Pontefract posits that we need a “flat army” to handle the under performance of our enterprises and the correlated drudgery experienced by most employees. In his definition, “flat” corresponds to equality and “army” to moving together in unison. The flat army approach empowers employees and engages them in a system of horizontal connectedness. This connectedness fuels enthusiasm and provides a sense of ownership.
In the flat army, reciprocity matters. A culture of giving is essential. Although financial goals are paramount, staff well-being is intentional and fundamental. The flat army strategy of trust, involvement and empathy relies on five basic principles as defined by Pontefract. These are: 1) connection with engaged leaders 2) collaboration among staff and managers 3) participation in all kinds of networks 4) learning on a continuous basis and 5) technology that enables connectivity and cooperation.
Stephen Denning also introduced a set of principles for changing how we manage organizations which he calls “radical management.” These principles are documented in his book The Leader’s Guide to Radical Management. The author clarifies that none of the principles are new and that they have been part of our organizational best practices repertoire for a while. However, he argues that these principles tend to be practiced separately and not as a holistic set. His research points to companies like Zappos and SalesForce.com as case studies of organizations that practice the principles of radical management as a set. Denning highlights the market success of the “radical” companies and the significant satisfaction levels of their employees.
The seven principles of radical management are:
- The purpose of work is to delight clients through value innovation –vision changes from merely producing goods and services to offering constant value innovation and nurturing enduring relationships with customers.
- Work should be carried out in self-organizing teams – elicit the full talents, energies, and passion of employees through committed management support. As they learn to operate autonomously, they tend to evolve into high performing teams.
- Work should be done in client-driven iterations – work is organized in relatively short time slices aimed at delivering value in each one. This is consistent with Agile in software development and Lean in manufacturing.
- Each iteration should deliver value to clients – give everyone doing the work a clear line of sight to the contribution of the new goal. Each work cycle focuses on what customer value is being added during the cycle.
- Total openness: everyone levels with everyone – radical transparency is essential so that the team continues improving the product, service or delivery.

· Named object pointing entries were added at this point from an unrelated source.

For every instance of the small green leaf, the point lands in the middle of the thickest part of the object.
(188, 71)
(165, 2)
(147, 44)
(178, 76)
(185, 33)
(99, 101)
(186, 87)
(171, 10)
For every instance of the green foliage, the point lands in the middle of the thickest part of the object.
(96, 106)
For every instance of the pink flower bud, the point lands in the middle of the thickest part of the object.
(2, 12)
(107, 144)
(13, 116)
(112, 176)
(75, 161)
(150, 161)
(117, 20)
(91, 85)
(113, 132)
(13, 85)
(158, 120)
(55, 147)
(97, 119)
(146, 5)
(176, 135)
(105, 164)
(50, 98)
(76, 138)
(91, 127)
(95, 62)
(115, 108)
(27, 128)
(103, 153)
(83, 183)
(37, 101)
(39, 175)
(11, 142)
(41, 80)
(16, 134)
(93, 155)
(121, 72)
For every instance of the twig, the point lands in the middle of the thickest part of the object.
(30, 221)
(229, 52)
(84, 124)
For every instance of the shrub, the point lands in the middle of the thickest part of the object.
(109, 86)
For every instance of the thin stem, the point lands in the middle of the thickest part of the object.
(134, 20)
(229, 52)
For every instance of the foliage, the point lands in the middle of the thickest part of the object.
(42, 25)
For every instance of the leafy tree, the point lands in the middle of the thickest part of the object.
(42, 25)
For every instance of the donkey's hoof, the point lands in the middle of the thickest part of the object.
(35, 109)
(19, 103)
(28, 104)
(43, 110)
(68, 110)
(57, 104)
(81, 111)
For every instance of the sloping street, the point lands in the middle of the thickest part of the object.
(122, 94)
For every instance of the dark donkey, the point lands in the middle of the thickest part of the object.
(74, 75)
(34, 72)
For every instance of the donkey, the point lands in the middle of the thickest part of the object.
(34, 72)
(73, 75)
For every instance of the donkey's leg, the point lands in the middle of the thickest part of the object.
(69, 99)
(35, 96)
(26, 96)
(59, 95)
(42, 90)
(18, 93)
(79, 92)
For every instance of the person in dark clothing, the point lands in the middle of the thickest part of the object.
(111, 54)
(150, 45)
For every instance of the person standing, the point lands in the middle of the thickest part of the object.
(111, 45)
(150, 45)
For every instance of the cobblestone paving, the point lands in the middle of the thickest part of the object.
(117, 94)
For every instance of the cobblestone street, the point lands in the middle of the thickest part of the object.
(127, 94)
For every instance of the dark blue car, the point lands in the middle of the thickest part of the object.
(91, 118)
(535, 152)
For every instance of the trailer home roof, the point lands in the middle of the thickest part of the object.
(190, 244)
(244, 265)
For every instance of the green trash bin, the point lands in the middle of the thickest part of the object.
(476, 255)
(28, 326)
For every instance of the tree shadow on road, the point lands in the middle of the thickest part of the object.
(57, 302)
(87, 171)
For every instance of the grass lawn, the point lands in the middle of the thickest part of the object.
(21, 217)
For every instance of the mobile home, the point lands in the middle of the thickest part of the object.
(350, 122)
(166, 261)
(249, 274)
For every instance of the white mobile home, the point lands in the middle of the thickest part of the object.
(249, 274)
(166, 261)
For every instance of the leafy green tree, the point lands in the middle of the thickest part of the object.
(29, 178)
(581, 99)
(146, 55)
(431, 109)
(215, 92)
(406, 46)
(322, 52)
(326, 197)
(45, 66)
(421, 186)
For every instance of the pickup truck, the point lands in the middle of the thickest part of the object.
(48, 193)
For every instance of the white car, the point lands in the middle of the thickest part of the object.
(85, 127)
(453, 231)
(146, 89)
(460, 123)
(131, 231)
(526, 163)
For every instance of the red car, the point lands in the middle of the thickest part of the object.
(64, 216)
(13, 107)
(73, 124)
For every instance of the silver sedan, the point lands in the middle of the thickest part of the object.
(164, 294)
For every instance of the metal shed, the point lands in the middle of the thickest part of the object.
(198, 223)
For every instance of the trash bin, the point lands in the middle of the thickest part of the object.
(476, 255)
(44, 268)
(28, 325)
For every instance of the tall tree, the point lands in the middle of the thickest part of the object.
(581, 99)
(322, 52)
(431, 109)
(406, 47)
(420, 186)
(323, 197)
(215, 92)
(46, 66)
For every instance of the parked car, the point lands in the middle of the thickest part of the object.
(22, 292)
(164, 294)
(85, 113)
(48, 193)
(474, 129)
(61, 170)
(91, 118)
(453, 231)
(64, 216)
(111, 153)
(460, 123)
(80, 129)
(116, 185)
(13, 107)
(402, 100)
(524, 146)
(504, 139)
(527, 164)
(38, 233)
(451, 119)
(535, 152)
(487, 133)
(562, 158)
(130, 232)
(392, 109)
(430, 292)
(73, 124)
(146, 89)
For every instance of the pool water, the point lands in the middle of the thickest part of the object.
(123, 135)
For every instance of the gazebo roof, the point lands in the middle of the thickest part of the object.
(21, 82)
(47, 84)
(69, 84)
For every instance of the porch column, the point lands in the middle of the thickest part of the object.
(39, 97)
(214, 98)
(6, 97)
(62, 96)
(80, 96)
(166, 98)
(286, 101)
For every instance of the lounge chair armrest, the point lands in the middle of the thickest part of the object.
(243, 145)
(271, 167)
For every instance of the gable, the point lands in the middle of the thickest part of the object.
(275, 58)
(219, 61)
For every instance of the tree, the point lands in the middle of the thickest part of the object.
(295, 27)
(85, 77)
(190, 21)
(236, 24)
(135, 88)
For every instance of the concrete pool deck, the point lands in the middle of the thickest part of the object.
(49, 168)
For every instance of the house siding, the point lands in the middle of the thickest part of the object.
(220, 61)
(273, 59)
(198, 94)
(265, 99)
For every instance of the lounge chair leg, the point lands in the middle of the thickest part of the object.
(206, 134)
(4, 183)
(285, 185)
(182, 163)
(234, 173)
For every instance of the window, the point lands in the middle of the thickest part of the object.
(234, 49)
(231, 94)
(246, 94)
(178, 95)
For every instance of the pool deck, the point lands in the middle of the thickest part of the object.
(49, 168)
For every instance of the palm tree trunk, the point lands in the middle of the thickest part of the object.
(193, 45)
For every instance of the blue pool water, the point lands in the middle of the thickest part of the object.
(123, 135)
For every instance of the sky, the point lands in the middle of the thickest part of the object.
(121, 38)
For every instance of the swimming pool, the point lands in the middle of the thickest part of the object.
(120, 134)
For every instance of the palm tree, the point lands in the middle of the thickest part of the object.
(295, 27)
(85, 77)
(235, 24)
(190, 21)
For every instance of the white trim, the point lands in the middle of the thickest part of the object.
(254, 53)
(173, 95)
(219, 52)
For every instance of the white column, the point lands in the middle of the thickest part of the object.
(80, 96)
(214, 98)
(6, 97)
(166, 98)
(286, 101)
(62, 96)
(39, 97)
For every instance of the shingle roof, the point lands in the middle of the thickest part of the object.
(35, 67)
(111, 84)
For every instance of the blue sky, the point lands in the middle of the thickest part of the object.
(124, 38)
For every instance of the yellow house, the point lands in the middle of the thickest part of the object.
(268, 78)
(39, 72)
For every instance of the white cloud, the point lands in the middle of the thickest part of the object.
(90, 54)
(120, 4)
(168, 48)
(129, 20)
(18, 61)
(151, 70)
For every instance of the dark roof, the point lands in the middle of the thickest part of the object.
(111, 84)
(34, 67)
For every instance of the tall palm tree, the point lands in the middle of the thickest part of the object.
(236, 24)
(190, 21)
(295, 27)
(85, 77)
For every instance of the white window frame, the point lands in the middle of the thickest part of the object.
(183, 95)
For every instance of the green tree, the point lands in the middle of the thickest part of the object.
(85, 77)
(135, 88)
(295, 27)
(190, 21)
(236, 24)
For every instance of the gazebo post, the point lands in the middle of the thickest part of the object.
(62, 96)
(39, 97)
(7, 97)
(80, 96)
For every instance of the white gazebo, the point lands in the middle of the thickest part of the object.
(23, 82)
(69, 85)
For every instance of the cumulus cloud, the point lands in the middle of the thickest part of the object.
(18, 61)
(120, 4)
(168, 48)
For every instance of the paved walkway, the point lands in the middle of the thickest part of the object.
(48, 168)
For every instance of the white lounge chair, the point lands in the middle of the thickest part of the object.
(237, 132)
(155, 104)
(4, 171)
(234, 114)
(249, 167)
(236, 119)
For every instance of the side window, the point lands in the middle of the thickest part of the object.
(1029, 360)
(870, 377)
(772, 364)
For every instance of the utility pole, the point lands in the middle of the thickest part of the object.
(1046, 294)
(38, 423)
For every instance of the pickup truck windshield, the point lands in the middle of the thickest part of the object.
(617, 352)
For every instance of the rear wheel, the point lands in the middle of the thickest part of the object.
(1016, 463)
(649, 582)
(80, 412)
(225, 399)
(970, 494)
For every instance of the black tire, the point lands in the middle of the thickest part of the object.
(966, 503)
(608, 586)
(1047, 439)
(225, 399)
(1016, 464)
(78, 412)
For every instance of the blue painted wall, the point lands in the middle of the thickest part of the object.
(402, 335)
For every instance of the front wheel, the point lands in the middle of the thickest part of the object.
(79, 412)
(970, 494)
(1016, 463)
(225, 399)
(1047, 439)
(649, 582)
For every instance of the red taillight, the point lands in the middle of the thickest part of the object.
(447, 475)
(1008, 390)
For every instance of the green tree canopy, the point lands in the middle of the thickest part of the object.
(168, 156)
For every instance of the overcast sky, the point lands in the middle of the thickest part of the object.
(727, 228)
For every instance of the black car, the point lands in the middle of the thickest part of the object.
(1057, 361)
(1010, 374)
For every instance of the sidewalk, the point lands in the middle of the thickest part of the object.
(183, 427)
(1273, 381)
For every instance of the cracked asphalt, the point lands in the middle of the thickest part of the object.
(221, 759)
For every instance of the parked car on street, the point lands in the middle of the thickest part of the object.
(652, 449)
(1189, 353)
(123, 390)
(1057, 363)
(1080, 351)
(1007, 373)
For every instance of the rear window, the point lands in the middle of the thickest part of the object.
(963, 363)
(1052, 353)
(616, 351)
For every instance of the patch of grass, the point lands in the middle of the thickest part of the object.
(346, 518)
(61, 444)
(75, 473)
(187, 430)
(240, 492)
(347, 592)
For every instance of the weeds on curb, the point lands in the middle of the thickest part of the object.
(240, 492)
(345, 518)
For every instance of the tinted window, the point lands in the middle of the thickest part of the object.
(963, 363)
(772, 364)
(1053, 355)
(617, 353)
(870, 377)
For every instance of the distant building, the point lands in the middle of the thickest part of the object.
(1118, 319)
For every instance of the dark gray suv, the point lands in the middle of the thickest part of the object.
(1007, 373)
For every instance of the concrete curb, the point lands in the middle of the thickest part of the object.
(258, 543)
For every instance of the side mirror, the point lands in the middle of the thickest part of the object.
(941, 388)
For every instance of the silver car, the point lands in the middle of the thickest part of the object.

- The workplace is a context in which teams themselves want to improve –the team accepts genuine responsibility for their work and enjoys the freedom to innovate. In this setting, teams naturally want to do better and self-improve.
- Management communicates through interactive conversations –learning to have interactive conversations, employ authentic narratives, pose open-ended questions that energize and inspire, and engage in attentive listening. These practices encourage horizontal communications and enhance learning.
As you look into your organizations, assess how many of the principles outlined by Pontefract and Denning they profess compared to the practice of command and control management. You should be able to see a correlation of the principles listed above with the success of the organizations, and the amount of employee engagement and satisfaction. In my experience, none of the command and control organizations that I have been part of have succeeded in the last 10-15 years. I believe that we have truly shifted and the management of Taylor and Fayol is being challenged, and is no longer the management paradigm for success and human development.